I finally had to halt their astonishing narrative to explain a sticking point, one they seemed not to fully comprehend: In addition to polygamy being illegal, the girl they wanted to marry was only sixteen! That would be illegal on its own, regardless of any equally illegal polygamous relationship, and Ross could have been prosecuted not only for bigamy, but for child abuse as well.
It was strange having to explain to a couple of adults that there was a huge, sprawling nation beyond the boundaries of Short Creek and that, like it or not, they were part of the state of Arizona and the United States of America and subject to the laws of the land. Living in their little theocracy had blinded them to the values and laws of our society.
“So you understand that the legal age for marriage is eighteen,” I finally said, raising my eyebrows to elicit a promise. “Right, Ross?”
Ross said nothing.

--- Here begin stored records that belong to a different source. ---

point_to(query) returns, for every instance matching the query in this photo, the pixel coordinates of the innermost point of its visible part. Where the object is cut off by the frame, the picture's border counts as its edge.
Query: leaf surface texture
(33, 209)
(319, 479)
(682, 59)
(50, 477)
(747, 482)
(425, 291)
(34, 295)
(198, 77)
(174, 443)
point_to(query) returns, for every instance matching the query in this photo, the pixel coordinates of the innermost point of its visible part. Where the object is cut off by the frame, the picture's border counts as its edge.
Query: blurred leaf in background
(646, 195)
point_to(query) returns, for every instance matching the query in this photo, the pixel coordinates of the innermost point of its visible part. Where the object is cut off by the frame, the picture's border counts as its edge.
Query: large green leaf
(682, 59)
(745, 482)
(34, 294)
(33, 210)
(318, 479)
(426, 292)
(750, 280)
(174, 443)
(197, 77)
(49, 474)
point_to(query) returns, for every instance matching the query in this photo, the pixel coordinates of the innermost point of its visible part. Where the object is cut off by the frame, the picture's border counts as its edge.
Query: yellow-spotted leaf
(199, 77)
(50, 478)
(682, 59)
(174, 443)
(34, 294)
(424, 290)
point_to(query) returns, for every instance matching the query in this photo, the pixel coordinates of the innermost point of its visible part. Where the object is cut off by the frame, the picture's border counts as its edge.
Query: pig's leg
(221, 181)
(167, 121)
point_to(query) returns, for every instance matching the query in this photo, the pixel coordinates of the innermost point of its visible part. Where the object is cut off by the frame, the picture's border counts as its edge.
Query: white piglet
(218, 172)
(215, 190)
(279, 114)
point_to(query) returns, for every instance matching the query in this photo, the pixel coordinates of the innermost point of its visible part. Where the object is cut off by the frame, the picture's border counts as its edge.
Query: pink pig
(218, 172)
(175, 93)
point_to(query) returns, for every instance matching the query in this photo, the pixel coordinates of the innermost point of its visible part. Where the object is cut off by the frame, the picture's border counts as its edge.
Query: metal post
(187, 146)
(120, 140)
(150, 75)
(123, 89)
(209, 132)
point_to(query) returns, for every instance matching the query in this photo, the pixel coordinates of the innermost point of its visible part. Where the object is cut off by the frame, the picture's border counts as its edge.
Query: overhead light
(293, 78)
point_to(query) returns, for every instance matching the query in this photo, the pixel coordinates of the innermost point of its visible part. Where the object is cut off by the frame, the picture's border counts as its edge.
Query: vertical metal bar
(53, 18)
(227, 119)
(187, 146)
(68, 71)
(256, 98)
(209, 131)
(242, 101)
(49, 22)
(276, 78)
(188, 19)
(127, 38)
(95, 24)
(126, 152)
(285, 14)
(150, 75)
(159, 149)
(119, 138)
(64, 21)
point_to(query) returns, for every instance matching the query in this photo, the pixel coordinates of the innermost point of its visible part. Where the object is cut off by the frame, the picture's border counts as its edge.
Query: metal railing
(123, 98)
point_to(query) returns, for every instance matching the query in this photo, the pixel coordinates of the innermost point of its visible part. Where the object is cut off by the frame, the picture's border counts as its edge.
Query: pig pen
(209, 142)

Lori remained silent.
“Eighteen! Right, Ross?” Stronger this time. It was a deal-breaker for me. There was a soft groan of acceptance as he mentally discarded an important card from his life. “Uh, okay. Right. Eighteen.”
It was time for me to make a decision. I had found no inconsistencies in their story, but to work on their situation as a private investigator, I had to be paid for my services in order to invoke the protection of client confidentiality, the same as with a doctor or a lawyer.
“I think I can help you, Ross. But first you have to officially hire me.”
“I don’t have any money,” he said.
“Just give me a dollar,” I said. “That’s enough.”
“Ok, but, uh—I don’t have a dollar.”
I pulled out my wallet, removed a one-dollar bill, and slid it across that laminate table. Ross put his finger on it and slid it back. Transaction complete. I was on the job.